The pilot is part of a larger partnership between the two companies that aims to combine Waymo’s AV technology, which is available to any carrier, with C.H. Robinson’s logistics data on over 3 million trucking lanes and access to a network of nearly 200,000 shippers and carriers, many of which are medium and small carriers that Waymo is interested in reaching.

“This partnership has the potential to influence how and where AV develops across North America and how it supports carriers,” a Waymo spokesperson told TechCrunch. “Waymo Via will deliver an autonomous solution that optimizes safety and efficiency. C.H. Robinson brings the logistics expertise and data at scale to help evolve the technology for the logistics industry’s specific needs and apply it where it has the most benefit for shippers and carriers.”

Last month, Waymo Via said shipping carrier J.B. Hunt would be its first launch customer for fully autonomous freight routes, which Waymo expects to reach within the next few years. At the end of last year, the company finished an extended pilot delivering freight for UPS via its test fleet of Peterbilt Class 8 trucks.
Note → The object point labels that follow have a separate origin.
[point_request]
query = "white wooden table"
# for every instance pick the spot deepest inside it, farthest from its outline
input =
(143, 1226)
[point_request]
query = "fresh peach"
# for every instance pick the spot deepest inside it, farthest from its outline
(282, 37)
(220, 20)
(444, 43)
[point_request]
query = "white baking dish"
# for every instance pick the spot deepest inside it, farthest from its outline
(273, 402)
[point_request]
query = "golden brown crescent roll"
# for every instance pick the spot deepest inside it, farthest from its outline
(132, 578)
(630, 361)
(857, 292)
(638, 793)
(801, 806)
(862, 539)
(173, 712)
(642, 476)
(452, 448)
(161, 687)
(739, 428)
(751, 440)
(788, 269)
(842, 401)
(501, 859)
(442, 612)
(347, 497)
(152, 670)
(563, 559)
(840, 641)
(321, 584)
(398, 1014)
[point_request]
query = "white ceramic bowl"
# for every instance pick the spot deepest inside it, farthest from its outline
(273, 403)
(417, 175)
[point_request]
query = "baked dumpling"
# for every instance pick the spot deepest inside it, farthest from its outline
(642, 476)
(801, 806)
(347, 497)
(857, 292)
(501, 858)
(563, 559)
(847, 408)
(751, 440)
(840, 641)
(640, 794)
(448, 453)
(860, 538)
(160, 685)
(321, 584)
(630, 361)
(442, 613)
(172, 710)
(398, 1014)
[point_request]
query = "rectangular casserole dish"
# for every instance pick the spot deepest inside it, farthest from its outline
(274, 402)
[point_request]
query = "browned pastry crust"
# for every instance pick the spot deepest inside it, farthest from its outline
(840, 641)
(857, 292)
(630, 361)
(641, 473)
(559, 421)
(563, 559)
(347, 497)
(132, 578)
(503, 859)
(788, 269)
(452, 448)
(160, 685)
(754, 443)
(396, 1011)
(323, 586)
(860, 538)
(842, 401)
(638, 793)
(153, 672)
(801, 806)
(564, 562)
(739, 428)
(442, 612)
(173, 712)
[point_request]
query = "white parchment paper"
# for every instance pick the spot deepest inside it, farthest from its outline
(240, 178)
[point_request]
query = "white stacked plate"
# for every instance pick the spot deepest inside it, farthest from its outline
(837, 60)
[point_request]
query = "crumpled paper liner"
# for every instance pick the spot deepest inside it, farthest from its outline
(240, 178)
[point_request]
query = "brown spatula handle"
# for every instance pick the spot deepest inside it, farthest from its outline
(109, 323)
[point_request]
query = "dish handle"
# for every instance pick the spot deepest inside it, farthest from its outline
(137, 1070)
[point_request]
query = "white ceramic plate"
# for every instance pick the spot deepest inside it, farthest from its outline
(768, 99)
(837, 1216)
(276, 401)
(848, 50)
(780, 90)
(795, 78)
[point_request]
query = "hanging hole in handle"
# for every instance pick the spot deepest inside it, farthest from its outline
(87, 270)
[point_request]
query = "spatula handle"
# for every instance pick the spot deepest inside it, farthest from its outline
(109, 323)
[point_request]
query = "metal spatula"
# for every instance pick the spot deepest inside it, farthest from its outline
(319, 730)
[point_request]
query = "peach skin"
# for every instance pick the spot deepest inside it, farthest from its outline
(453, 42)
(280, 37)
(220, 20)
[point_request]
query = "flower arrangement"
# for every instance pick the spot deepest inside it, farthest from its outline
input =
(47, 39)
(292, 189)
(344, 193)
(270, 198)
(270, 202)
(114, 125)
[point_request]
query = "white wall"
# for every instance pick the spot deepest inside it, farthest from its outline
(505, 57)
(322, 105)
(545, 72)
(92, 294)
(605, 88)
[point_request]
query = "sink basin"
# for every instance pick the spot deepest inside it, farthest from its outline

This most recent partnership, announced on Wednesday, will involve multiple pilots with C.H. Robinson’s customers over the next few years. Neither Waymo nor C.H. Robinson would share specifics about the initial pilot, such as how many vehicles would be involved, when the pilot would start or how long it would be. They did say, however, that the pilots would take place along the Dallas to Houston transportation lane.

The partnership with C.H. Robinson gives Waymo a chance to flex its Driver-as-a-Service business model, which involves partnering with OEMs like Daimler Truck to build trucks that will be designed for and equipped with Waymo Driver, the company’s AV system. The goal is to have carriers and fleets then purchase these trucks, which would be outfitted with all the hardware needed to make a self-driving truck do its thing, and Waymo Via will provide ongoing support and services for hardware and software.

In short — Waymo isn’t trying to build, own and operate fleets. It wants to “provide a truck with the Waymo Driver as an option to the industry,” said Charlie Jatt, head of commercialization for trucking at Waymo Via, during a press briefing on Tuesday. “And then it’s really made available to carriers and logistics experts like C.H. Robinson to leverage that technology and improve their businesses and operate those assets in order to serve shipping customers.”

While Waymo has experience bringing fully autonomous vehicles to a commercially viable scale via its robotaxi service in Phoenix, it still has a lot to learn about where it can best apply its Waymo Driver to freight. That’s what makes the partnership with C.H. Robinson useful — the companies hypothesize that long-haul trucking is the area most in need of autonomous drivers, particularly because it’s hard to find human drivers to fill that capacity, and C.H. Robinson’s data will help to confirm that.

On C.H. Robinson’s side, the partnership is about more than just implementing AV tech for tech’s sake. The company’s main concern is helping carriers find efficiencies in their business, which will translate to more efficiencies for C.H. Robinson’s shipping customers that have been struggling from the effects of the driver shortage.

“Ultimately, autonomous technology and the mode itself needs to pay for itself with efficiency and greater utilization and rates in general,” said Chris O’Brien, C.H. Robinson’s chief commercial officer, at the briefing. “A typical conversation [with our carriers] at the end of the year would be, ‘Okay, C.H. Robinson, what do you have from a capacity standpoint for next year?’ And based on those commitments they go make hiring decisions and lease or purchase decisions for tractors and trailers. So we see this as just one more way that we can bring an option to them that is different and has all the advantages of efficiency and labor savings that they can bring to the table, as well as freeing up their drivers to handle the short-haul freight.”